# Best place for poly boxes



## Jay--Pee (Aug 31, 2011)

Where is the cheapest place to buy poly boxes from for incubating?

I've seen this place online that seems really reasonable...
Polystyrene Boxes - Insulated Packaging
...anyone seen any cheaper?

Thanks


----------



## PythonPaul (Dec 21, 2008)

Jay--Pee said:


> Where is the cheapest place to buy poly boxes from for incubating?
> 
> I've seen this place online that seems really reasonable...
> Polystyrene Boxes - Insulated Packaging
> ...



The poly box shop :lol2::lol2:

Try any tropical fish shop they get the fish delivered in them :2thumb:


----------



## bowdenmx (May 15, 2011)

My local fish shop has tons. they just give them away. :2thumb:


----------



## Jay--Pee (Aug 31, 2011)

PythonPaul said:


> The poly box shop :lol2::lol2:
> 
> Try any tropical fish shop they get the fish delivered in them :2thumb:





bowdenmx said:


> My local fish shop has tons. they just give them away. :2thumb:


Fish shops that sell live fish (like aquatic centres) or dead fish (fishmongers)?
Sorry lol


----------



## PythonPaul (Dec 21, 2008)

Jay--Pee said:


> Fish shops that sell live fish (like aquatic centres) or dead fish (fishmongers)?
> Sorry lol


Yes aquatic centres :2thumb:


----------



## Jay--Pee (Aug 31, 2011)

PythonPaul said:


> Yes aquatic centres :2thumb:


That's brilliant thanks Paul.

Are they normally quite big, like 3 or 4 clutches in or are they normally only big enough for a single clutch?


----------



## GolgoThirteen (Mar 28, 2012)

The pet shop I got my Leo's from was kind enough to give me one when I told him my female was gravid.
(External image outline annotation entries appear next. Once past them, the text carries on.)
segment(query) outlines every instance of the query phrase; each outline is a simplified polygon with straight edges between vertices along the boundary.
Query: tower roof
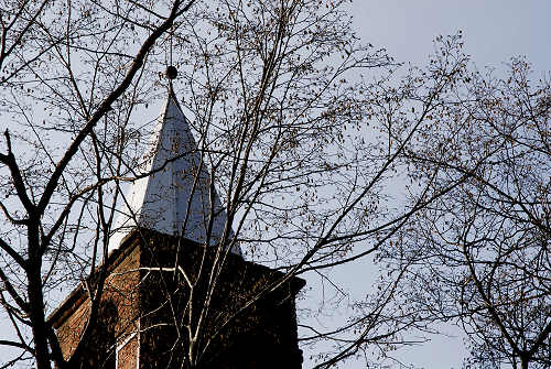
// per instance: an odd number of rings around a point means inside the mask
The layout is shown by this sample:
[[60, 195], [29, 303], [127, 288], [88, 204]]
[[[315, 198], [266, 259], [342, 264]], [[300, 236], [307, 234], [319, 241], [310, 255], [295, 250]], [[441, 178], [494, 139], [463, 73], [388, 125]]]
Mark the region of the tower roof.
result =
[[[147, 146], [140, 173], [151, 173], [131, 184], [109, 239], [109, 252], [119, 248], [133, 228], [153, 229], [198, 243], [219, 243], [227, 215], [214, 186], [207, 164], [193, 138], [190, 122], [169, 89], [166, 101]], [[213, 208], [210, 207], [213, 188]], [[229, 225], [230, 226], [230, 225]], [[230, 229], [229, 238], [234, 237]], [[236, 246], [231, 252], [241, 254]]]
Measures about 19" x 11" internally, enough for three tubs (I'm using the ones my Chinese delivers food in).


----------



## NowOrNever (Apr 6, 2012)

Theres a few places you can get them, Garden Centres, Aquatic Centres, even Fruit & Veg shops. Just ask nicely. My local Aquatic Centre wanted to charge me £15 for one! In the end I just bidded for one on ebay, and won it @ £5, nice size too!


----------



## Jasia (Feb 15, 2009)

I popped into my local pet shop and asked nicley, they gave me 1 free. It saves them space in their rubbish bins


----------



## Graham (Jan 27, 2007)

I get mine from the fish counter at the local supermarket, they're only too pleased to give them to you!


----------